Democrats dismissed his statement as a hyperbolic red herring.
Meanwhile, Newsweek Magazine revealed that in 2002 a group of State Department lawyers warned that the Bush
administration was inviting an enormous backlash, both from U.S. Courts and foreign allies, by denying terror suspects
rights commonly given under U.S. law or the Geneva Conventions.
Newsweek wrote, "Even those terrorists captured in Afghanistan ... are entitled to the fundamental humane treatment
standards of ... the Geneva Conventions," William Howard Taft IV, the State Department legal counselor wrote in a
January 23, 2002 memo obtained by Newsweek. In particular, Taft argued, the United States has always followed one
provision of the Geneva Conventions-known as Common Article 3, which "provides the minimal standards" of treatment that
even "terrorists captured in Afghanistan" deserve.

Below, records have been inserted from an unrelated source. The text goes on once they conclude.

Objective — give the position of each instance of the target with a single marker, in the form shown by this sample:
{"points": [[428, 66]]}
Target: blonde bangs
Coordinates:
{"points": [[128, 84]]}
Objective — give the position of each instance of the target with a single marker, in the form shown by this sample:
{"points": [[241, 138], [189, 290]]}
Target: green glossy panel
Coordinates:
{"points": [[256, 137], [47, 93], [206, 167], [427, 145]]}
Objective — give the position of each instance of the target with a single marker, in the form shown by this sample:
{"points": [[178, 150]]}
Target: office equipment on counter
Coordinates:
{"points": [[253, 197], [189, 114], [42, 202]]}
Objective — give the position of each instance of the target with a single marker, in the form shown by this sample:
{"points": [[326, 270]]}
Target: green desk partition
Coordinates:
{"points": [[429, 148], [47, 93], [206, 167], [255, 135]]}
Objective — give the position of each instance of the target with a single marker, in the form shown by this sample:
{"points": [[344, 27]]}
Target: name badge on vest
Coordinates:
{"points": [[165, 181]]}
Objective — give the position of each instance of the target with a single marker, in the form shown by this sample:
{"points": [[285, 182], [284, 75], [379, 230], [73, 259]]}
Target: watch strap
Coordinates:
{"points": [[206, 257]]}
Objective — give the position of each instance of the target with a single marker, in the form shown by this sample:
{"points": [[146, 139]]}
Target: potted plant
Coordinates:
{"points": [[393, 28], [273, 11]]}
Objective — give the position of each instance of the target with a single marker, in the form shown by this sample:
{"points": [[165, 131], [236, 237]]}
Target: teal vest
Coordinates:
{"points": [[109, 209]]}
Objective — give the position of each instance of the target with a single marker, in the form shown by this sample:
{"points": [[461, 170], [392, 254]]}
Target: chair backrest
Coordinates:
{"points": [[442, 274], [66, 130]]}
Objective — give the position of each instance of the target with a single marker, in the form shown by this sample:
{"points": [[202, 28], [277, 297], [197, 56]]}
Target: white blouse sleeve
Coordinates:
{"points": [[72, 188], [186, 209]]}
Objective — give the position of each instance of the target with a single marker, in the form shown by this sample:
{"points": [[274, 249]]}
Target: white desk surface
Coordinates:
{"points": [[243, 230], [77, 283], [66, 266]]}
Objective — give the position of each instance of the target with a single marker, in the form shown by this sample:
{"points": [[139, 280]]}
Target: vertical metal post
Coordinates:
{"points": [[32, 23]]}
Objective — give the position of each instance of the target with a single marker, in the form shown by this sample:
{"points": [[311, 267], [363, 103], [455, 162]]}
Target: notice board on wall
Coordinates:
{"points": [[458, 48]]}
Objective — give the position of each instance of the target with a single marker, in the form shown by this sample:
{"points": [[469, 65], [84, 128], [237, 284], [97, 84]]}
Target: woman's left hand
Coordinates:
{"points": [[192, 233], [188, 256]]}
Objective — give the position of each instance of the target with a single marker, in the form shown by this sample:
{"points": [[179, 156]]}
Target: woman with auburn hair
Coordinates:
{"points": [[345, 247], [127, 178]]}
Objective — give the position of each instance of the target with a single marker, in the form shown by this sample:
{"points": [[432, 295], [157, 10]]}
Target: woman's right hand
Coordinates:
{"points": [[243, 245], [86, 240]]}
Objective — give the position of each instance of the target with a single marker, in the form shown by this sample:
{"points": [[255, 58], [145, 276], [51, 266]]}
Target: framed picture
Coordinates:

As the week came to a close, Attorney General Alberto Gonzales told the Senate Judiciary Committee that the Defense
Department had already issued a memorandum to the military requiring them to adhere to Common Article 3 of the Geneva
Convention. He said he did not know whether the Central Intelligence Agency (CIA) - whose usually-secret detention
facilities are also covered by the Supreme Court decision - had issued its own instructions.